PITTSBURGH (CN) - The results of a special election for Pennsylvania’s 18th Congressional District remain too close to call Wednesday morning, hours after Democrat Conor Lamb declared victory based on a narrow lead over Republican Rick Saccone.
Leading over Saccone by just 579 votes at 1 a.m., with absentee ballots still left to count and all precincts reporting, Lamb took the stage at his election night party as “Congressman-elect Conor Lamb.”
“It took a little longer than we thought, but we got there,” the 33-year-old former Marine said.
The race to fill the open seat in Congress follows the resignation last October of Representative Tim Murphy, a Republican whose pro-life image was marred by allegations that he urged his mistress to undergo an abortion.
In contrast to Lamb, who ran as a moderate and actively worked to distance himself from national Democrats, the Republican Saccone brought out President Donald Trump for two rallies in his district.
Covering mostly Pittsburgh suburbs with a touch of Coal Country, the contested district itself will not exist in midterm elections later this year.
Though the district was shaped in what the Pennsylvania Supreme Court has determined to be an unconstitutional gerrymander by Republicans, a majority of judges found that throwing out the map ahead of Tuesday’s election would be too confusing for voters.
Democrats at the polls Monday voiced optimism about Lamb’s chances.
"I was happy to vote for Conor Lamb," said retired school teacher Marilyn Lanna of Mt. Lebanon. "I don't like a lot of things Rick Saccone stands for. His stance on education proves he is no friend of education as far as funding charter school vouchers goes.”
Luv Purohit, a 24-year-old med student who paid attention to the candidates on the campaign trail, said he was put off by Saccone's stance on Pennsylvania’s heroin epidemic.
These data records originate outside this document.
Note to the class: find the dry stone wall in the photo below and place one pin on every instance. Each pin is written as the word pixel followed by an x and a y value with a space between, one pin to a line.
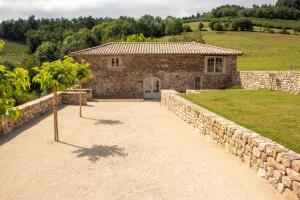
pixel 38 107
pixel 279 165
pixel 277 80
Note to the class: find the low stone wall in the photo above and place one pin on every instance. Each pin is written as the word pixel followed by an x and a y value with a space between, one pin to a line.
pixel 38 107
pixel 279 165
pixel 288 81
pixel 89 92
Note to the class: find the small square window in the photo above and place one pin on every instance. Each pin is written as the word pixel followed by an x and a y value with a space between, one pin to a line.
pixel 210 65
pixel 215 65
pixel 197 83
pixel 115 62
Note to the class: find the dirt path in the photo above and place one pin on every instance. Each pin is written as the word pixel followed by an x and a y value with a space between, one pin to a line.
pixel 122 151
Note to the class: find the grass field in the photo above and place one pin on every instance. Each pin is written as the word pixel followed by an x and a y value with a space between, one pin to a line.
pixel 262 51
pixel 274 115
pixel 13 52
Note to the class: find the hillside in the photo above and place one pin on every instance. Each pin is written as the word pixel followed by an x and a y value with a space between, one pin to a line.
pixel 263 51
pixel 13 52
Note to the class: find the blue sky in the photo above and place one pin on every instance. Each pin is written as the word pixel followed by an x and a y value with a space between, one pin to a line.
pixel 112 8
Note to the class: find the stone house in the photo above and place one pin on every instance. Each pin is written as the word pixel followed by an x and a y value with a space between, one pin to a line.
pixel 141 70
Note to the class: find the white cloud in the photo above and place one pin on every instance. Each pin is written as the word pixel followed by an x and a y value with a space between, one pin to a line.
pixel 112 8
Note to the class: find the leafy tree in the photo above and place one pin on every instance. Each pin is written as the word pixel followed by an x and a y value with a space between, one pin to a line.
pixel 139 38
pixel 200 26
pixel 174 27
pixel 83 73
pixel 296 29
pixel 218 26
pixel 1 45
pixel 56 75
pixel 288 4
pixel 11 82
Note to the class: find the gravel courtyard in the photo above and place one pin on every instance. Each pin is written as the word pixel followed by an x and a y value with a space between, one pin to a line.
pixel 121 151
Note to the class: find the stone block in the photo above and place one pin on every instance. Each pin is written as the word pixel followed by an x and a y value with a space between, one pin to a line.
pixel 289 194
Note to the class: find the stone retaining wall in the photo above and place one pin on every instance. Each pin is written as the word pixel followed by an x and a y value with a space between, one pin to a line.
pixel 279 165
pixel 89 92
pixel 72 98
pixel 38 107
pixel 288 81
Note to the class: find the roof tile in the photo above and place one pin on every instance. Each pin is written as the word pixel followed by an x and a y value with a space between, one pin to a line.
pixel 122 48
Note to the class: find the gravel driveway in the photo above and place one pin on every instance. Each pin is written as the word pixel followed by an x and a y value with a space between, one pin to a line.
pixel 122 151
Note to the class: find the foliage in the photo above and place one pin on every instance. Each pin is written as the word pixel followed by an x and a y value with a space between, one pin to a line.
pixel 276 117
pixel 47 51
pixel 289 9
pixel 200 26
pixel 139 38
pixel 174 27
pixel 83 72
pixel 11 83
pixel 1 45
pixel 288 4
pixel 187 28
pixel 59 74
"I don't watch too much TV, but I saw Saccone's ad on YouTube promising to end the opiate crisis,” Purohit said. “Then I saw Lamb's ad that showed how Saccone wanted to cut funding to families affected by addiction. That made me want to come out and vote."
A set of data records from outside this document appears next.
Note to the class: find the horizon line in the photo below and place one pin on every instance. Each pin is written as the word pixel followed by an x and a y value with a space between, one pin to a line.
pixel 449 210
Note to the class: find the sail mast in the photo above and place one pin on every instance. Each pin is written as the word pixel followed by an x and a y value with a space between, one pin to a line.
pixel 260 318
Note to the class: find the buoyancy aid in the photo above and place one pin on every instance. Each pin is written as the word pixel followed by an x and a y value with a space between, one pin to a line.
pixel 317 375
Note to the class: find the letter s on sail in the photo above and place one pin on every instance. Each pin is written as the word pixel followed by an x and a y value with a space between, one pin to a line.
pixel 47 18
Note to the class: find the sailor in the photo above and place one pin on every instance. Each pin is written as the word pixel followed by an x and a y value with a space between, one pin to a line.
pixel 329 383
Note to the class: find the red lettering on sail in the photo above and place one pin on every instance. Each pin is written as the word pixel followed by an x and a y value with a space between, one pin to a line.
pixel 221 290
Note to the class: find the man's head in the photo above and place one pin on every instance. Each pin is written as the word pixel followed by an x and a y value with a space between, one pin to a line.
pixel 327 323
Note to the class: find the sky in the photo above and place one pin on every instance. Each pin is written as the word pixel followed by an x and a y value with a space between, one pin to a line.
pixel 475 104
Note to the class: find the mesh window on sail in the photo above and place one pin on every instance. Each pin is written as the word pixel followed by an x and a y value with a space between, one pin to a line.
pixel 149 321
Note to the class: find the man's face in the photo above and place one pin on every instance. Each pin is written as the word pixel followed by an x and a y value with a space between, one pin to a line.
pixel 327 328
Raghu Nath, a professor of international strategic management at the University of Pittsburg, said he sees Lamb as a uniter.
"I want the country to stay united and not get divided," Nath said. "It's been splitting for the last 20 years.”
Language interpreter Carissa Yu, whose children attend Mt. Lebanon public schools, said she felt compelled to vote Democrat in the special election after last month’s high school shooting in Parkland, Fla.
"I want someone who can work on gun-control issues," said Yu. "The mass shooting really scares me. I don't know if my children will be 100 percent safe at school anymore."
"I'm not opposed to the Second Amendment, but nobody should be allowed to walk into a store and buy a semiautomatic weapon," Yu added.
Yu, who immigrated to the U.S. from Taiwan in 1985, said she believes Lamb is the candidate who will better represent minority voters if elected.
"I'm am from Taiwan, my husband is from Belgium, both of us are immigrants,” she said. “The main reason we stayed here is because this is a land of opportunity. The Dreamers came here not by choice but because their parents brought them here. Now because a president doesn't agree, you plan to kick them out? That really bothers me.
“We need someone who is more open minded and can accept different voices," Yu added. "I feel like I need to have my voice heard."